No sé qué veían usted y los que eran como usted en mí para creer que yo sería capaz de asesinar a una criatura. No se equivoquen. Creo firmemente en el derecho de cada mujer a elegir. Pero jamás mataría a un hijo de mis entrañas o al que hubiera escogido para darle mi cariño. Hubiera sido una hecatombe, sí, pero lo hubiera querido. Se habría quedado con Mimí y conmigo. En ese entonces y menos ahora, yo jamás habría matado a mi propio hijo.
No, no fui sola a una casita de madera por el cementerio a que me arrancaran a rasponazos a un hijo no deseado. No me destrozaron el cuerpo por dentro con un gancho de ropa. No hubo infección. No me abrí de piernas encima de una mesa de madera vieja, llorando. No tuve que conseguir prestada la plata. No tuve porque no me pasó nada de eso.

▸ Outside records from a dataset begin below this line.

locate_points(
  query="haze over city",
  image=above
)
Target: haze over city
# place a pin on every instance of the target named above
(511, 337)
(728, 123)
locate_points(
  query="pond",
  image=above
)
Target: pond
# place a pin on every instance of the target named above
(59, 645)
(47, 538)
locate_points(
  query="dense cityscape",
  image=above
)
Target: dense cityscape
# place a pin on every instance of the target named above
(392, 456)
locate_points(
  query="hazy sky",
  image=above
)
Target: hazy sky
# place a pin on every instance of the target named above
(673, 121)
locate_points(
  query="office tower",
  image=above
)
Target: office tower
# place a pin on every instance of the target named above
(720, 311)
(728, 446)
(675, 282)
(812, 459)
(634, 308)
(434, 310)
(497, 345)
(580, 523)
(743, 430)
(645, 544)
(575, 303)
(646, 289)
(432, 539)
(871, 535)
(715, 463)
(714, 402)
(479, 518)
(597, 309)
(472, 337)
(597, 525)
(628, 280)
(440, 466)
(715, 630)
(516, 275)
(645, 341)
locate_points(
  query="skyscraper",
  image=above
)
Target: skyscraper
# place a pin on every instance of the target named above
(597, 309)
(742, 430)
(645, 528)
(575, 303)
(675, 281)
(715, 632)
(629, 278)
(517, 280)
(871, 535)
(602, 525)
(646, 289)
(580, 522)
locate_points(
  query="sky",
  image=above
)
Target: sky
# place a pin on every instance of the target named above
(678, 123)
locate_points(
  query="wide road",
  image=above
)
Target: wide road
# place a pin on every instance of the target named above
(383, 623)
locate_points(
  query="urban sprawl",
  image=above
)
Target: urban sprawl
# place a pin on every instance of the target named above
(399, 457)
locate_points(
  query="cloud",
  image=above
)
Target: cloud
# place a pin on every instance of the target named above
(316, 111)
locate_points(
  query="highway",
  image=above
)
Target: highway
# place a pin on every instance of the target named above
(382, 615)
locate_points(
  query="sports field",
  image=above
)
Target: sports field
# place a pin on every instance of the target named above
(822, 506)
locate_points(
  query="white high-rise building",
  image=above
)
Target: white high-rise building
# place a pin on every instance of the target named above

Pero según ustedes sí pasó y se deleitaban creyendo algo tan intrincado y tan fantasioso. Y los que yo creía más cercanos no me dijeron nada para no herirme. Quién saber si por dentro tenían sus dudas. Porque todos los que no éramos nadie sufríamos parejo, era cuestión de épocas. Pero si alguno tenía la oportunidad de convertirse en victimario, de que la argolla le abriera los brazos, se iba corriendo y todos sabíamos que levantaría el látigo de la intriga y de la chota sin pensarlo dos veces. No se lo resentiríamos. No era algo personal. Solo seguiría el orden natural de las cosas de aquel colegio privado.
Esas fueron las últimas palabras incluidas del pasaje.